Happy election day. Don't forget to vote. And while you're in the neighborhood, why not find a neighbor, or two, to invite to dinner! If that sounds daunting, try making dinner from my new book Radically Simple. I will be doing that this evening. A new friend, Helen, is coming for dinner. She works for one of New York's top PR agencies that represents some of the country's most important celebrity chefs and restaurants. She lives near my home in Park Slope, Brooklyn yet we have never gotten together. We just seem to run into each other at book parties and on the subway platform. We're excited she's coming. Later this morning, I will also be inviting another new friend, Bob, who is currently writing "the" definitive book on the life of Julia Child. He and his wife live around the corner, but she is leaving tonight for Morocco with a group of girlfriends. Although Bob is a great cook and can definitely fend for himself, I'm hoping he feels like being social. We'll no doubt talk politics and that conversation will invariably swerve to...food. It always does.

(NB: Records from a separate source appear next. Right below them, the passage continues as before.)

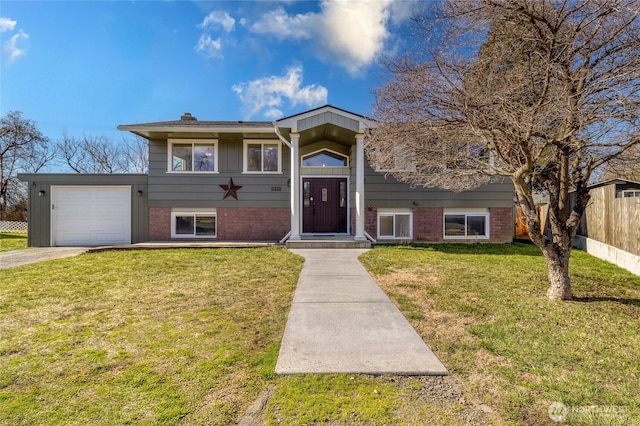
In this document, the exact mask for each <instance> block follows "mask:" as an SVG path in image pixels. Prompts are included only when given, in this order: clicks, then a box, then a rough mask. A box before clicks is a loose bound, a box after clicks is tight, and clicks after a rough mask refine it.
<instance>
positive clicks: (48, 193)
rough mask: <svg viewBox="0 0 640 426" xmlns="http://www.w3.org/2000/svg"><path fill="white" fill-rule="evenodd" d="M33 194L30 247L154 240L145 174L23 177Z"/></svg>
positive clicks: (146, 181) (65, 173)
mask: <svg viewBox="0 0 640 426" xmlns="http://www.w3.org/2000/svg"><path fill="white" fill-rule="evenodd" d="M18 178H19V179H21V180H22V181H24V182H27V185H28V189H29V208H28V222H29V234H28V243H29V246H30V247H50V246H105V245H120V244H134V243H139V242H141V241H148V239H149V208H148V199H147V189H148V184H147V180H148V176H147V175H145V174H94V175H81V174H69V173H34V174H20V175H18Z"/></svg>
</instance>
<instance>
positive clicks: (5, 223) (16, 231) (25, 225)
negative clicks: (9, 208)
mask: <svg viewBox="0 0 640 426" xmlns="http://www.w3.org/2000/svg"><path fill="white" fill-rule="evenodd" d="M27 229H28V227H27V222H10V221H7V220H0V232H27Z"/></svg>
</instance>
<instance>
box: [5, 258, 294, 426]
mask: <svg viewBox="0 0 640 426" xmlns="http://www.w3.org/2000/svg"><path fill="white" fill-rule="evenodd" d="M301 263H302V261H301V259H300V258H298V257H297V256H294V255H292V254H291V253H290V252H288V251H287V250H284V249H254V250H225V249H219V250H159V251H117V252H115V251H114V252H104V253H92V254H85V255H81V256H78V257H74V258H69V259H63V260H58V261H51V262H43V263H39V264H34V265H29V266H25V267H18V268H10V269H6V270H3V271H2V275H1V277H0V335H2V339H1V340H0V424H24V425H33V424H48V425H55V424H65V425H68V424H78V425H81V424H82V425H85V424H93V425H99V424H177V423H180V422H182V423H185V424H230V423H234V422H235V421H236V419H237V418H238V417H239V416H241V415H242V414H243V413H244V410H245V409H246V407H247V406H248V404H249V403H250V402H251V401H252V400H253V399H254V398H255V397H256V395H257V394H258V393H259V392H260V390H261V389H262V388H264V387H265V386H266V383H267V382H268V381H269V380H272V379H273V373H272V372H273V369H274V367H275V360H276V355H277V351H278V347H279V342H280V339H281V337H282V333H283V331H284V325H285V322H286V318H287V313H288V309H289V306H290V302H291V299H292V296H293V291H294V288H295V284H296V282H297V278H298V274H299V271H300V267H301Z"/></svg>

And what are we having for dinner? You can simply scroll down to the bottom of my blog where you'll see some of the simplest recipes imaginable from my new book (it's only a week old!) Yes, we'll have Beet Soup with Lemon Crème fraîche. I think I'll make some fennel-cumin flatbreads to accompany it. With that, we'll have an interesting white wine from Argentina -- an unusual combination of chardonnay and ugni blanc -- the latter being the grape used for making cognac. Next, we'll have the most radical version of roast chicken -- roasted stark naked (the bird, that is!) -- with salt and pepper added only at the end. I'll give it a chef flourish of a foaming butter sauce flecked with chopped chives and a smashed garlic clove. We'll have an enlightened version of scalloped potatoes, made with half & half (instead of heavy cream), gruyere and fresh thyme. And what did I just invent this morning? A Moroccan-inspired carrot puree made with ground coriander, cumin and a pinch of chipotle. We'll open a bottle of Malbec, also from Argentina, to accompany the main course.

Dessert? My "Little Black Dress" Chocolate Cake. It's made with only 4 ingredients, is flourless, and bakes in 18 minutes. Top with raspberries and a one-ingredient creme anglaise: It doesn't get more radical, or simple, than that.

Creamy Potato Gratin with Gruyere & Thyme A gratin refers to the golden, epicurean crust that forms on the surface of savory baked dishes. Here, pungent Gruyere cheese acts as a protective layer, preventing potatoes from drying out.

2-1/2 pounds Yukon gold or all-purpose potatoes 3 cups half-and-half 4 ounces Gruyere cheese, in one piece 2 teaspoons fresh thyme leaves

Preheat oven to 350 degrees. Peel the potatoes and slice paper-thin. Put the potatoes in a 4-quart pot with the half-and-half, 2 teaspoons salt, and pepper. Stir well and bring to a boil. Reduce the heat and simmer until the potatoes begin to soften, 15 minutes. Meanwhile, shred the cheese on the large holes of a box grater. Transfer the potatoes and cream to a shallow ovenproof baking dish (the cream will not cover the potatoes.) Press down with a spatula; sprinkle with 1 teaspoon thyme and cover with the cheese. Bake 40 minutes, until golden brown. Sprinkle with remaining thyme. Serves 8

Enjoy dinner.  Hope your candidate wins!